Lì, oltre il sorriso, non ti si conosce più. Vai e vieni, scivoli per un mondo di valzer gelati, all'ingiù; e passando, i capricci, gli impulsi ti carpiscono baci senza vocazione, a te, la momentanea prigioniera dell'agevole. "Che allegra!" Dicono tutti. Ed è che tu allora tenti di essere altra, così somigliante a te stessa, che ho paura di perderti, così.
Ti seguo. Attendo. So che quando non ti osservino gallerie né astri, quando il mondo crederà di sapere ormai chi sei e dirà: "sì, ora so", tu scioglierai, con le braccia in alto, dietro i capelli, il nodo, guardandomi. Senza rumore di cristallo cadrà per terra, maschera senza peso ormai inutile, il riso. E quando ti vedrai con l'amore che io ti tendo sempre come uno specchio ardente, tu riconoscerai un volto serio, grave, una sconosciuta alta, pallida e triste, la mia amata. Che mi ama al di là delle risa.
Perché hai nome tu, giorno, mercoledì? Perché hai nome tu, stagione, autunno? Allegria, tristezza, sempre perché avete nome: amore?
Se tu non avessi nome io non saprei che cos'era né come, né quando. Nulla.
Sa il mare come si chiama, di essere il mare? Sanno i venti i loro nomi, del sud e del nord, oltre che di essere puro soffio? Se tu non avessi nome, tutto sarebbe primo, iniziale, tutto scoperto da me, puro fino al mio bacio. Godimento, amore: delizia lenta di godere, di amare, senza nome.
Nome: pugnale conficcato nel mezzo di un petto puro che sarebbe nostro sempre se non fosse per il suo nome.
Che allegria, vivere e sentirsi vissuto. Arrendersi alla grande certezza, oscuramente, che un altro essere, fuori di me, molto lontano mi sta vivendo. Che quando gli specchi, le spie, mercurio, anime brevi, confermano che sono qui, io, immobile, serrati gli occhi e le labbra, chiuso dall'amore della luce, del fiore e dei nomi, la verità transvisibile è che cammino senza i miei passi, con altri, là lontano, e lì sto baciando fiori, luci, parlo. Che esiste un altro essere con cui io guardo il mondo perché sta amandomi con i suoi occhi. Che esiste un'altra voce con cui io dico cose non sospettate dal mio gran silenzio; ed è che anche mi ama con la sua voce. La via – che slancio ora! -, ignoranza degli atti miei, che lei compie, in cui lei vive, duplice, sua e mia. E quando lei mi parlerà di un cielo scuro, di un paesaggio bianco, ricorderò stelle che non ho visto, che lei guardava, e neve che nevicava nel suo cielo. Con la strana delizia di ricordare di aver toccato ciò che non toccai se non con quelle mani che non raggiungo con le mie, tanto distanti. E spogliato di sé potrà il mio corpo riposare, tranquillo, morto ormai. Morire nella certezza alta che questo viver mio non era solo il mio vivere: era il nostro. E che mi vive un altro essere di là della non morte.
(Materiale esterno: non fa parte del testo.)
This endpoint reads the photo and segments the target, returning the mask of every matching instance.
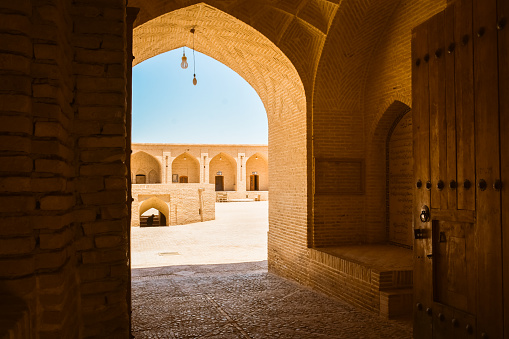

Sì, tutto con eccesso: la luce, la vita, il mare! Plurale tutto, plurale, luci, vite e mari. Che salgano, che ascendano da dozzine a centinaia, da centinaia a migliaia, in un'esultante ripetizione infinita, del tuo amore, unità. Tavole, penne e macchine, tutto corra a moltiplicare, carezza per carezza, abbraccio per vulcano. Bisogna stancare i numeri. Che contino senza posa, si ubriachino contando, e che non sappiano più l'ultimo quale sarà: che vita senza termine! Una gran torma di zeri investa, nel passare, le nostre agili felicità, e le conduca alla vetta. Si spezzino le cifre, senza riuscire al calcolo né del tempo né dei baci. E ormai al di là di computi, di fati, abbandonarci alla cieca – quale penultimo eccesso! – al grande abisso del caso che irresistibilmente sta cantandoci con grida fulgide di futuro: "e questo non è niente. Cercate bene, c'è dell'altro".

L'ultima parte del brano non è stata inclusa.